Kimimizin Çerkesliği, okulun tarih hocasına diklenmekten ileri gitmezken; O, bize bizi anlattı. Benim senin yanında olamayışıma tercümanlık edercesine:

                                                “Alaca bir gecenin şafağında
Uykusuz mahmur gözlerimizle
Düşünüyorsak hala ne yapacağımızı
Hala soru işaretleri varsa kafamızda
Yoksulluktur bizimkisi
Düşün yoksulluğudur.
Aradan bunca yıl geçmesine rağmen
Sayıyorsak hala yerimizde
Aşamamışsak dağları
Atamamışsak yüreğimizdeki şüpheleri
Korkudur bizimkisi
Can korkusudur.” dedi

Ve adaşın vardı Medet, yaşadığımız bu ülkede; önce mücahit, sonra direnişçi, akabinde ayrılıkçı ve en nihayetinde terörist ilan edilen Çeçenlerin abisi, Medet Önlü’sü vardı. Ve mızıkalarımızın tınısında kalan Tsey Mahmut Özden’imiz...

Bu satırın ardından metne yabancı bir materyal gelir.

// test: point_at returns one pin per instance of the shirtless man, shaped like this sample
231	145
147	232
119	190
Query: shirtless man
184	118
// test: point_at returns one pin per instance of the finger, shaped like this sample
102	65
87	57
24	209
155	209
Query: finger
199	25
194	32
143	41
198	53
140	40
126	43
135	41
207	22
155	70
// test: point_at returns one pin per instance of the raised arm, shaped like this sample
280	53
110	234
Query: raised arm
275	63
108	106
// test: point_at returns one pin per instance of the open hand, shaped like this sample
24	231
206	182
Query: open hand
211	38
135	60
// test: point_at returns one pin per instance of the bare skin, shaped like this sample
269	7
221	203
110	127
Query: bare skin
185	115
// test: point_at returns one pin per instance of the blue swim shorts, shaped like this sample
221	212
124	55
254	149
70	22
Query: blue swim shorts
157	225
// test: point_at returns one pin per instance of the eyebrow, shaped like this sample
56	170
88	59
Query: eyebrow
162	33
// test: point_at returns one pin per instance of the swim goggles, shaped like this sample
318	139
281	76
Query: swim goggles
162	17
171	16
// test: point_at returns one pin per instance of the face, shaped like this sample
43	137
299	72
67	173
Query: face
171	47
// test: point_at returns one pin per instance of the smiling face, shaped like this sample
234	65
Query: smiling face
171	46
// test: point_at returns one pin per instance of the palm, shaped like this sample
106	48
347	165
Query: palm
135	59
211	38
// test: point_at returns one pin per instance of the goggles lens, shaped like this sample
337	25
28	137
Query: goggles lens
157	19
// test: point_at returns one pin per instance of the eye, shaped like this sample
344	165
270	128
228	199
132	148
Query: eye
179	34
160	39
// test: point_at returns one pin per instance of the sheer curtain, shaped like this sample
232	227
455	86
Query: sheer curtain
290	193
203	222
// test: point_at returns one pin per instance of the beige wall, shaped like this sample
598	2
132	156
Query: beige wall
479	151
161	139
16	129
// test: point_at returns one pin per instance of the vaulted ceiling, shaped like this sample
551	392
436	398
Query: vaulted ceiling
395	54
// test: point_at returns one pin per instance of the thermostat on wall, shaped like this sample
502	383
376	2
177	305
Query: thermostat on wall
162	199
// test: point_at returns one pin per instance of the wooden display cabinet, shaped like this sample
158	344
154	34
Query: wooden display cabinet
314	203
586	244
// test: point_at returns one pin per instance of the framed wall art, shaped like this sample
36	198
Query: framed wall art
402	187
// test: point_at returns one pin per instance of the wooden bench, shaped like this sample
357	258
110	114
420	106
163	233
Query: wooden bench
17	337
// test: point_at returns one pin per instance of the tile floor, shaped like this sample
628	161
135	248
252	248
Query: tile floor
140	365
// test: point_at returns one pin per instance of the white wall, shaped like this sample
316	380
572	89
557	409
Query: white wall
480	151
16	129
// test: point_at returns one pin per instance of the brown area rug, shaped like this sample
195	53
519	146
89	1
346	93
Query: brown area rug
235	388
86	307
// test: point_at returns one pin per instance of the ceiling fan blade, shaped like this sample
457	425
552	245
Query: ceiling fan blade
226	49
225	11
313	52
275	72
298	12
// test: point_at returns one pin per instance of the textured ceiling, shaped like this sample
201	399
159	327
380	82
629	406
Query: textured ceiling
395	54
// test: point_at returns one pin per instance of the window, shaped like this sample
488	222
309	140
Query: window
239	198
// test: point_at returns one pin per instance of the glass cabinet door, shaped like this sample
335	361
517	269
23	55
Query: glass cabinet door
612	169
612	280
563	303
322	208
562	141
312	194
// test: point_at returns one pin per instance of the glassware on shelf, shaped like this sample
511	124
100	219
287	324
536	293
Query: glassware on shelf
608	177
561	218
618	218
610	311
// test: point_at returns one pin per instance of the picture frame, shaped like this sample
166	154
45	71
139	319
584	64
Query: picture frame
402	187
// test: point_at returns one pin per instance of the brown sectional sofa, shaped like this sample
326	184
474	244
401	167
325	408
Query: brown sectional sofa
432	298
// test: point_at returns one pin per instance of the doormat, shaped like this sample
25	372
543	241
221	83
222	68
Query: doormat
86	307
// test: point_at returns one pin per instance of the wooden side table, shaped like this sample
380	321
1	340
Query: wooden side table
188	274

O güzel atlara binip giden; Hanefi, Zafer, Vedat, Efkan ve can Bahadır'ımız vardı, unuttuk onları.

Evet Medet; bilmiyorum artık inadırabilir miyim seni, sana kardeşimsin diyerek?






21.1.14

esip gelenler II


Hiçbir zaman eskimedi yalnızlığı

Hep üstüne tam oldu

Ödünç almıştı tebessümü

Kimedir bilinmez bir hatır içindi mutluluğu

Bir kahve telvesinden beklenen yaşam

Dilin söyleyemedikleri…

Aramakla bulunamayanlar

Uzaklar, uzaklaşanlar

Geceyle yaklaşıp, tutulamayanlar…

Kör karanlıktı akla getiren bunları

Biriktiren

Zihnin belini büken, kaleme düşüren

Ve içten gelenin dışa aksiydi umulan

Hoşluktu, tattı

O tat ki;

Düzgün, ince parmaklarda esir bir isin kokusuydu

İzini sürdü

Sabır nedir bilmezken

Suyu imrendirdi

Taşın kendini parçalayışını seyretti

Sordu en yeşile;

Bir daha ne zaman eser o rüzgar?

Ve yine geçer mi bir kısrağın yeleleri arasından?